For White, it’s a reconnection of a love affair between Hawks fans and the Illawarra region.
“The Hawks and the fans have a pretty unique and close connection – it’s something pretty special, really,” he said.
“I don’t think any other club has that connection.
“When I moved down from Sydney [in 2015], as soon as I walked in the door from day one, it was like wow, this is a really special place.
“I think as we move forward as a club, telling some of that history, telling some of those stories, and really connecting with the past and selling that is important.
“I love what the club has built throughout the years.
“The fact that you’re diving into the only standing foundation club of the NBL.
“Then you look at what the people in this region and area have done for the Hawks themselves.
“When you have people refinancing and remortgaging their houses to help pay players’ wages and then at one point in time, I think every member had a stake in the club to keep it afloat, it shows you how passionate the region is about the club and the team.”
White said that fan connection went deeper than giving a high five, shaking someone’s hand or getting a photo after a game.
“There’s people who approach me in the street and still talk about games that I played for this club, talk about games that Gordie McLeod played for this club,” he said.
“They talk about seeing Sav [Glen Saville] and connecting with Troy Pilon having a coffee – little things like that where they mean so much to this community.”
He said the other interesting distinction was once players moved to the Illawarra, regardless of where they were from, they often ended up calling the Illawarra home.
In his role, White is keen to foster a greater and genuine relationship with the Indigenous community and basketball already forged via Hawks teammate Tyson Demos, refine the club’s schools program and strengthen inclusivity through women’s basketball and links with the Roller Hawks.
“It’s an exciting time for the club in terms of there’s more staff there than the club’s ever had and now using those resources and the people in there to drive it and build out what we can,” he said.
He said the club’s history had been to just keep its head above water, whereas now it was working on programs to grow the club and its offerings and attract more members.
White reflects fondly on his on-court career with the club, admitting the grand final series where the Hawks lost to Perth was his favourite memory.
“You never want those days to end,” he said.
“I still remember Jemaine Beal saying to me that 5000 people were louder than the 14,000 they had at RAC Arena [in Perth].
“I get goosebumps talking about it now.”
For now, he is glad to be back in the Illawarra with his wife, Rachael, and their two young boys and back at the club he loves.
“I’ve always loved the Illawarra,” he said.

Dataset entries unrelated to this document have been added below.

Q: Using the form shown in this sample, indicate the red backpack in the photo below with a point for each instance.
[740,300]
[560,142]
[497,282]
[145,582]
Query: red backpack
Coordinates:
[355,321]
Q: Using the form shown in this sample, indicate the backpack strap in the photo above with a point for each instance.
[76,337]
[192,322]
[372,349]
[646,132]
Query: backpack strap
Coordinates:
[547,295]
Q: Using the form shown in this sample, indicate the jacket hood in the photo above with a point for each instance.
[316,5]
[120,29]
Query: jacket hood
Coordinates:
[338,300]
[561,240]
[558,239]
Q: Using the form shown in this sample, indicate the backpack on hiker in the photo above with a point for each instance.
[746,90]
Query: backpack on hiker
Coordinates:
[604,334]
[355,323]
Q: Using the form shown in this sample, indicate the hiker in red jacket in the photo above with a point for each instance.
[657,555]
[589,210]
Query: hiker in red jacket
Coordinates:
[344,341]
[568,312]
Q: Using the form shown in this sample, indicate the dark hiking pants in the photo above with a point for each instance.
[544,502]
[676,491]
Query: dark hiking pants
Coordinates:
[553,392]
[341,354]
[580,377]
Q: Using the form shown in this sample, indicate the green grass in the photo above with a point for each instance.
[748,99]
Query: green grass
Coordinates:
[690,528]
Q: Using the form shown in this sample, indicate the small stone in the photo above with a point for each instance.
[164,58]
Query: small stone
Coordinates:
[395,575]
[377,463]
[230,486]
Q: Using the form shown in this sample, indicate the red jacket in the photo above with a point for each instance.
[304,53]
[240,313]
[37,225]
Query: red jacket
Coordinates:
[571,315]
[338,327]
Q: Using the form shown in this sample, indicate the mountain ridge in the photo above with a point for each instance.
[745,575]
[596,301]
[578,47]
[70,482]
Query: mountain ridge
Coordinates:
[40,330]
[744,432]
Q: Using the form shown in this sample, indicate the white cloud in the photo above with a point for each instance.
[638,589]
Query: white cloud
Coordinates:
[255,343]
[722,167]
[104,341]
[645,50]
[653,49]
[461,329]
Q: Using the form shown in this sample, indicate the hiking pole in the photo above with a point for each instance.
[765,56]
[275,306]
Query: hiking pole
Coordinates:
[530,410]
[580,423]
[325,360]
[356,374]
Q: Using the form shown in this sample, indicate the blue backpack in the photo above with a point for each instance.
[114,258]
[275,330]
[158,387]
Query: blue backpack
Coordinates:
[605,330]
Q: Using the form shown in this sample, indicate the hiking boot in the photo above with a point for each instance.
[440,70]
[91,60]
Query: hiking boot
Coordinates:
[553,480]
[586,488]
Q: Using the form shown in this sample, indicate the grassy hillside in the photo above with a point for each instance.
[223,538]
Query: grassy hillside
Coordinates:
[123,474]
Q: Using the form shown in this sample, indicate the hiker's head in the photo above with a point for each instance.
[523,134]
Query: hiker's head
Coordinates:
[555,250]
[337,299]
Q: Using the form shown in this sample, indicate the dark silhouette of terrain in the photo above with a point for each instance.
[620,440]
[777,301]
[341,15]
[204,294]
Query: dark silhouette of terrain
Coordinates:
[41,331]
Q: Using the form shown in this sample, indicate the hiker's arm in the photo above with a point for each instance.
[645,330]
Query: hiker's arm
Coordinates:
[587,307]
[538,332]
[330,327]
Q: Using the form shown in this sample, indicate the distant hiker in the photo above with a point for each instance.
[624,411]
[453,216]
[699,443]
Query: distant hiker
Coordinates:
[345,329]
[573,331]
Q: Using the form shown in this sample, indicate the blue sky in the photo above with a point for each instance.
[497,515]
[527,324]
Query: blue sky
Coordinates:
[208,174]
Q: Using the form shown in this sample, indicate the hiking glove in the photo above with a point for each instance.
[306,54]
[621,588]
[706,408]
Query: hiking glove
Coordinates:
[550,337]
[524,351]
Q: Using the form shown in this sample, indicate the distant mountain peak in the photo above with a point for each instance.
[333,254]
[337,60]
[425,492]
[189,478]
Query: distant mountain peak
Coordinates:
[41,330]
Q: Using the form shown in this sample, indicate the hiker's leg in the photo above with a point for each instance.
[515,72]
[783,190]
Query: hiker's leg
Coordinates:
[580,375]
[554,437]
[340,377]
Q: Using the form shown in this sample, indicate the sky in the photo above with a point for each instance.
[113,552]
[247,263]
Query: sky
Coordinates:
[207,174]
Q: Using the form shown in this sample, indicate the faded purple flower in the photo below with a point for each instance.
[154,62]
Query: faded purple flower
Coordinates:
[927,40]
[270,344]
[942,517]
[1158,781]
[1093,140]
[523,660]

“I never really wanted to leave.
“There were decisions made at the time that I needed to make financially for my family, and as a professional athlete you have a short window to maximise and make the most of those opportunities.
“For me, and for my family, it was just the right decision to move away when we initially moved to Adelaide and then on to Perth.
“We bought property here my last year with the Hawks.
“My first son was born in that last year I played with the club and I just love everything about the region.”
Already, his boys are running around with Mini Hawks.
“Quinn knows that I now work in that space so he gets in there and then just wants to come and sit with me at the office,” he said.
“But my two-year-old, Fletcher, he is gung-ho and he loves it. It’s cool to see.”